A digital image or a frame of digital video typically consists of three rectangular arrays of integer-valued samples, one array for each of the three components of a tristimulus color representation for the spatial area represented in the image. Video coding often uses a color representation having three components called Y, Cb, and Cr. Component Y is called luma and represents brightness. The two chroma components Cb and Cr represent the extent to which the color deviates from gray toward blue and red, respectively. Because the human visual system is more sensitive to luma than chroma, often a sampling structure is used in which the chroma component arrays each have only one-fourth as many samples as the corresponding luma component array (half the number of samples in both the horizontal and vertical dimensions). This is called 4:2:0 sampling. The amplitude of each component is typically represented with 8 b of precision per sample for consumer-quality video.
The two basic video formats are progressive and interlaced. A frame array of video samples can be considered to contain two interleaved fields, a top field and a bottom field. The top field contains the even-numbered rows 0, 2, ..., H - 2 (with 0 being top row number for a frame and being its total number of rows), and the bottom field contains the odd-numbered rows 1, 3, ..., H - 1 (starting with the second row of the frame). When interlacing is used, rather than capturing the entire frame at each sampling time, only one of the two fields is captured. Thus, two sampling periods are required to capture each full frame of video. We will use the term picture to refer to either a frame or field. If the two fields of a frame are captured at different time instants, the frame is referred to as an interlaced frame, and otherwise it is referred to as a progressive frame.

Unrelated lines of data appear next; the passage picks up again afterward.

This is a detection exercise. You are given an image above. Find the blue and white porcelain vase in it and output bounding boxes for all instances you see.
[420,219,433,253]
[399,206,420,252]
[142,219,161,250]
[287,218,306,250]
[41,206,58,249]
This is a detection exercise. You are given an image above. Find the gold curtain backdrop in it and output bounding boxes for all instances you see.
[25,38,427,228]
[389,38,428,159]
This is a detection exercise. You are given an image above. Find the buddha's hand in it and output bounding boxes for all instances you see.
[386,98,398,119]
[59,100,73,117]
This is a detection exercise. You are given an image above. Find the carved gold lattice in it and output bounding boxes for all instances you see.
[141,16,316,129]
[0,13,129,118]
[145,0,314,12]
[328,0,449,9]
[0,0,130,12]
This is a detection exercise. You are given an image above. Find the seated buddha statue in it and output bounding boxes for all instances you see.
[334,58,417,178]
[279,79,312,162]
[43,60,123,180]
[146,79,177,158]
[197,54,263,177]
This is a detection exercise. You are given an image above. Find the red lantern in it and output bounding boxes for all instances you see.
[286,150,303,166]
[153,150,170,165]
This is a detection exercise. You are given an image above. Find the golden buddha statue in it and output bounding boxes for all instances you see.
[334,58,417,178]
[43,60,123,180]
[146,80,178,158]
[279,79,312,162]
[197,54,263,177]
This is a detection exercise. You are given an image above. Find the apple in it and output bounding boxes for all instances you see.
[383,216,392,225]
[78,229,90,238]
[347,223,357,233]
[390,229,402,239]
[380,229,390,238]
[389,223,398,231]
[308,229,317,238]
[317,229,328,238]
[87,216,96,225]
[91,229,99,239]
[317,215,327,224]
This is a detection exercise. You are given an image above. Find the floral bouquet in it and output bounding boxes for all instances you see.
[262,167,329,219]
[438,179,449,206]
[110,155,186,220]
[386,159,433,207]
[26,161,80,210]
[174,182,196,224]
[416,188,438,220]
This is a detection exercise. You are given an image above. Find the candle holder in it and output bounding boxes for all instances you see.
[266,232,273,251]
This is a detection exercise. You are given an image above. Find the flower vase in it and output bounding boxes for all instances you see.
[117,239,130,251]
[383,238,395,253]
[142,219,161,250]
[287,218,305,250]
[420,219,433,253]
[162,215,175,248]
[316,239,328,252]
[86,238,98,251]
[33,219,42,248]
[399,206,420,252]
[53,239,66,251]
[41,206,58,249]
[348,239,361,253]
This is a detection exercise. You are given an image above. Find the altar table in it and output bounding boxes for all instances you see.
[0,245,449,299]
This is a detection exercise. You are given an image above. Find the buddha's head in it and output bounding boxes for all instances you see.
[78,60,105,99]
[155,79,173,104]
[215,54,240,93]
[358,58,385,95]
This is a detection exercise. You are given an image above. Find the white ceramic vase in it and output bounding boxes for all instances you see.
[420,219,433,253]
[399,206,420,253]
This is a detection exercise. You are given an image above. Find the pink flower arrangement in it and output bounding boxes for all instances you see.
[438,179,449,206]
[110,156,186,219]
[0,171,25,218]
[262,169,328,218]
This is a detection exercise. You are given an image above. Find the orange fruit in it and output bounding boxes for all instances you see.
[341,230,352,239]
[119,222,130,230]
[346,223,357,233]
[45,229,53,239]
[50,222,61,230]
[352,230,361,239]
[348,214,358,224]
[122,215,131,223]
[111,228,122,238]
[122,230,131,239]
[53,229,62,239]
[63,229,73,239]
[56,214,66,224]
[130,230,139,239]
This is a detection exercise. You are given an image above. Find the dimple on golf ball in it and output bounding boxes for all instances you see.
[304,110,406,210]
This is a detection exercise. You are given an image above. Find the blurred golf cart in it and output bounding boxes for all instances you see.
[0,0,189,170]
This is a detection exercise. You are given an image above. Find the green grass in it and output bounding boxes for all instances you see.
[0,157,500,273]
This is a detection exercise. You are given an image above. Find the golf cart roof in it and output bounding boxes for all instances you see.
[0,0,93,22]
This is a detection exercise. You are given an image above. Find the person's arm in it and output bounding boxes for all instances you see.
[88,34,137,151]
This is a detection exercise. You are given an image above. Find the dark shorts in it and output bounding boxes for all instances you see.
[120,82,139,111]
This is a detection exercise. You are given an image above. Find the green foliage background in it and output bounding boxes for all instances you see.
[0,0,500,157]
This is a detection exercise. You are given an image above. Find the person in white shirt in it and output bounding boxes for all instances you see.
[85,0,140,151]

Techniques for Digital Compression
Prediction: A process by which a set of prediction values is created (often based in part on an indication sent by an encoder of how to form the prediction based on analysis of the input samples and the types of prediction that can be selected in the system design) that is used to predict the values of the input samples so that the values that need to be represented become only the (typically easier to encode) differences from the predicted values, such differences being called the residual values.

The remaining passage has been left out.